The centre is open to anyone, with stag parties, weddings and parties all catered for. Instructor will also take the archery experience out to different locations, including school visits.

But, as the father of an autistic child, Steve is clearly passionate about the particular benefits of archery to the disabled.

“It helps with focus, and hand-eye co-ordination,” says Steve. “There is also a great sense of achievement which builds confidence.”

Keith McCullagh, who has learning difficulties, is another of those who are benefiting from being involved in archery. He comes down to the centre every Saturday and it has become his favourite day of the week.

“He’s always up early and is raring to go because he loves it so much,” says Steve, who quietly guides and encourages Keith. A smile breaks out on his face when he hits the target.

Marc Lambert-Clarke, 31, had tried the sport at fetes and became hooked after meeting Steve when he was giving an archery session at Catterick two years ago.

“I just loved it. It’s something I can do despite my disability and I and wanted to take it more seriously so coming here is ideal,” says Marc, a freelance videographer with a masters in television production.

Due to his brittle bone condition, he was born with 22 broken bones and has always been in a wheelchair but describes himself as “naturally competitive”.

“Having health problems means I can’t always get out but there’s no pressure and, because you pay as you go, you don’t have to pay out a lot of money up front.

“It’s a sport I can do from my wheelchair and excel at but, as well as the sporting side of it, I really enjoy the interaction with other people.”
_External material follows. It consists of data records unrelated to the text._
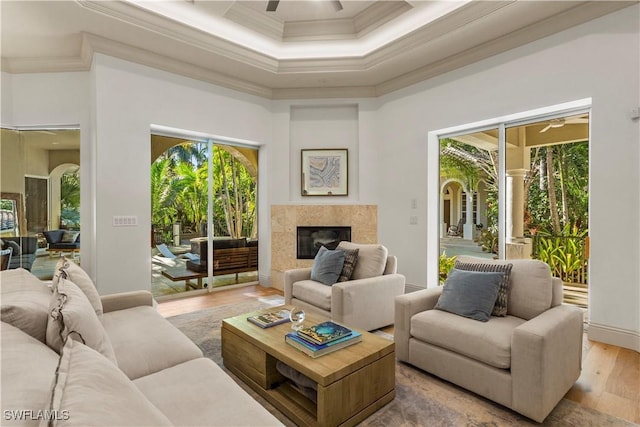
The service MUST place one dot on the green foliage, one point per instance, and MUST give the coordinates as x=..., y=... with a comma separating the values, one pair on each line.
x=489, y=239
x=70, y=199
x=446, y=264
x=179, y=191
x=564, y=254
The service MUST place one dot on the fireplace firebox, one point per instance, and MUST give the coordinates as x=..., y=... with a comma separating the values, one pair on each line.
x=311, y=238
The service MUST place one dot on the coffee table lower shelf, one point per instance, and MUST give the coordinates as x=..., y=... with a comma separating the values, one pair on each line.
x=346, y=396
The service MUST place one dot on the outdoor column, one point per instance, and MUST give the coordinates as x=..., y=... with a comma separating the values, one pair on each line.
x=469, y=226
x=517, y=246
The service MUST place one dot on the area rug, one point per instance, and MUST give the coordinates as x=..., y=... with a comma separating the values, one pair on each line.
x=421, y=399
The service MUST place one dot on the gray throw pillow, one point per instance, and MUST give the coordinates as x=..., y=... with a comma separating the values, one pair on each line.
x=470, y=294
x=500, y=308
x=350, y=260
x=327, y=266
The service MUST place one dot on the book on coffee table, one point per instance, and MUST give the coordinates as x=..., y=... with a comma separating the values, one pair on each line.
x=317, y=350
x=267, y=320
x=324, y=332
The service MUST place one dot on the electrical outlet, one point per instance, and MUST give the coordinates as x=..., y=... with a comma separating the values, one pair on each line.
x=125, y=221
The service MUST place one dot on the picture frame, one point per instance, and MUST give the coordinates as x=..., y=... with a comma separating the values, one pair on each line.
x=325, y=172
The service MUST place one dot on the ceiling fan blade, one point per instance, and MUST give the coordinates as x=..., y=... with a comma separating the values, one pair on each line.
x=577, y=121
x=272, y=5
x=546, y=128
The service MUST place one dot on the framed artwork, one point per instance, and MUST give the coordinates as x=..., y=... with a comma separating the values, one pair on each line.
x=325, y=172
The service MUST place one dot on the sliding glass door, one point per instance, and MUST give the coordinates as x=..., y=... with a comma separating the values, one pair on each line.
x=518, y=191
x=204, y=214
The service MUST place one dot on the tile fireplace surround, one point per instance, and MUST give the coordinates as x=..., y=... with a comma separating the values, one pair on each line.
x=363, y=220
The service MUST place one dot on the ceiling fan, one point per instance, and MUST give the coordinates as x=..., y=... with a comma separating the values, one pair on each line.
x=272, y=5
x=558, y=123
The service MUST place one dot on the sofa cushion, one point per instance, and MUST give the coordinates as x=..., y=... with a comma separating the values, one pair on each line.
x=69, y=236
x=313, y=293
x=350, y=261
x=500, y=307
x=78, y=276
x=28, y=369
x=488, y=342
x=470, y=294
x=25, y=302
x=372, y=259
x=144, y=342
x=530, y=291
x=327, y=266
x=199, y=392
x=71, y=315
x=94, y=392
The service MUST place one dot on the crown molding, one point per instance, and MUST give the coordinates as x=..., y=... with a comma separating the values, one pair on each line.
x=97, y=44
x=255, y=21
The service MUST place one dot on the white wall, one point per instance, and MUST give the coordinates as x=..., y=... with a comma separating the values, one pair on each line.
x=599, y=60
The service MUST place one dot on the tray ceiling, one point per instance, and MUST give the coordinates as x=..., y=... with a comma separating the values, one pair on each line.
x=304, y=49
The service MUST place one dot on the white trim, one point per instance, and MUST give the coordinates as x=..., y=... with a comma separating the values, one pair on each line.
x=433, y=166
x=614, y=336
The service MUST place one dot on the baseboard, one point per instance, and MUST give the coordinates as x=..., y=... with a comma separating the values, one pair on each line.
x=614, y=336
x=409, y=287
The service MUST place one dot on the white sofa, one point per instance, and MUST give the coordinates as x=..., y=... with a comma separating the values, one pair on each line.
x=160, y=376
x=527, y=360
x=366, y=301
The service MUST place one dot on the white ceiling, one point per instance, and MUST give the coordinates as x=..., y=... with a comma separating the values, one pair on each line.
x=304, y=49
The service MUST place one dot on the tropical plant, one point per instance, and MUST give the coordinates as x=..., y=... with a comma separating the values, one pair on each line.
x=565, y=254
x=446, y=264
x=70, y=199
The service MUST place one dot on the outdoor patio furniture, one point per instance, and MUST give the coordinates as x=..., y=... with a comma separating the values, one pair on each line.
x=229, y=256
x=61, y=241
x=166, y=252
x=5, y=258
x=455, y=230
x=23, y=253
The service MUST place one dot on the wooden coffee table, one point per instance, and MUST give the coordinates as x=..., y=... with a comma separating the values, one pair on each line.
x=353, y=382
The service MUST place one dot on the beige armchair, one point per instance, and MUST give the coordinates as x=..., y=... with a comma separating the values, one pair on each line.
x=526, y=361
x=365, y=301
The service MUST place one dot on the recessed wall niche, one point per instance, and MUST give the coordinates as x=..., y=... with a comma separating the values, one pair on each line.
x=285, y=219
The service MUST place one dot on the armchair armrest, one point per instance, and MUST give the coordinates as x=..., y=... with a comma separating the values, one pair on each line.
x=292, y=276
x=546, y=359
x=124, y=300
x=406, y=306
x=366, y=303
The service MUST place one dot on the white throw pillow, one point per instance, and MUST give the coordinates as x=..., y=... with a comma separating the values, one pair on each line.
x=25, y=302
x=71, y=315
x=372, y=259
x=90, y=391
x=80, y=277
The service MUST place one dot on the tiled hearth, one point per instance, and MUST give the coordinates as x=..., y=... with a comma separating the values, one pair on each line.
x=363, y=220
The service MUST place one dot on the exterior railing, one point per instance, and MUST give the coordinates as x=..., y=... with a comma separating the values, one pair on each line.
x=567, y=257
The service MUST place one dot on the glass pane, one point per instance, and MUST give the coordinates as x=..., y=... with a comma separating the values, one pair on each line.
x=468, y=197
x=182, y=184
x=547, y=217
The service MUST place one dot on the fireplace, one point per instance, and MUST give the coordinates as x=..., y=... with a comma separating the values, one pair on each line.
x=310, y=239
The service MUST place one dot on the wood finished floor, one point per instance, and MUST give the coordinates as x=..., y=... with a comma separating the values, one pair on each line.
x=609, y=383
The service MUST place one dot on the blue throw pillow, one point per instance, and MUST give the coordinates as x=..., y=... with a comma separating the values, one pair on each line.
x=470, y=294
x=327, y=266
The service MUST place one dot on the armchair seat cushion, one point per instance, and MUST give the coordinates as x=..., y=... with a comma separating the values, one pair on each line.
x=314, y=293
x=488, y=342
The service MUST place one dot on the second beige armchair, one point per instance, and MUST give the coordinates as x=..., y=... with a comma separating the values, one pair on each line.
x=366, y=301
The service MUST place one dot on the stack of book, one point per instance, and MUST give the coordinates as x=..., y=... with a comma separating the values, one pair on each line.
x=323, y=338
x=267, y=320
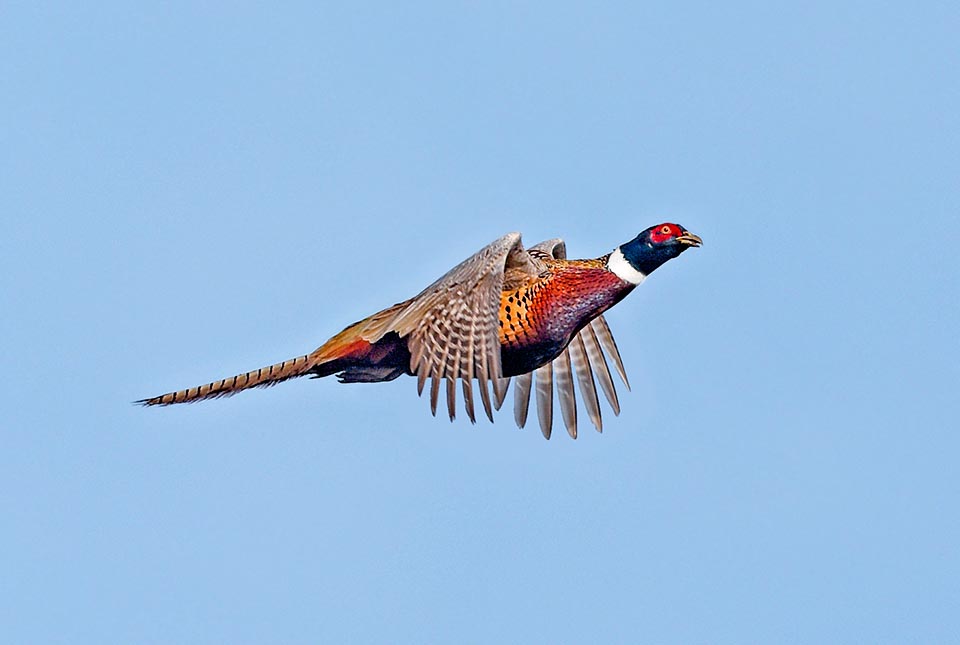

Marc now intends to go through his instructor training and get involved in competitions, with the ultimate aim of taking part in the Paralympics.

“Marc has picked it up really quickly – he’s a complete natural so who knows how far he can take it,” adds Steve.

For Steve, Inclusion Archery is a business, open to all, but it’s also a passion which he firmly believes has all kinds of social benefits for the disabled and those with learning difficulties.

His message is simple: “Just get in touch and come and give it a go.”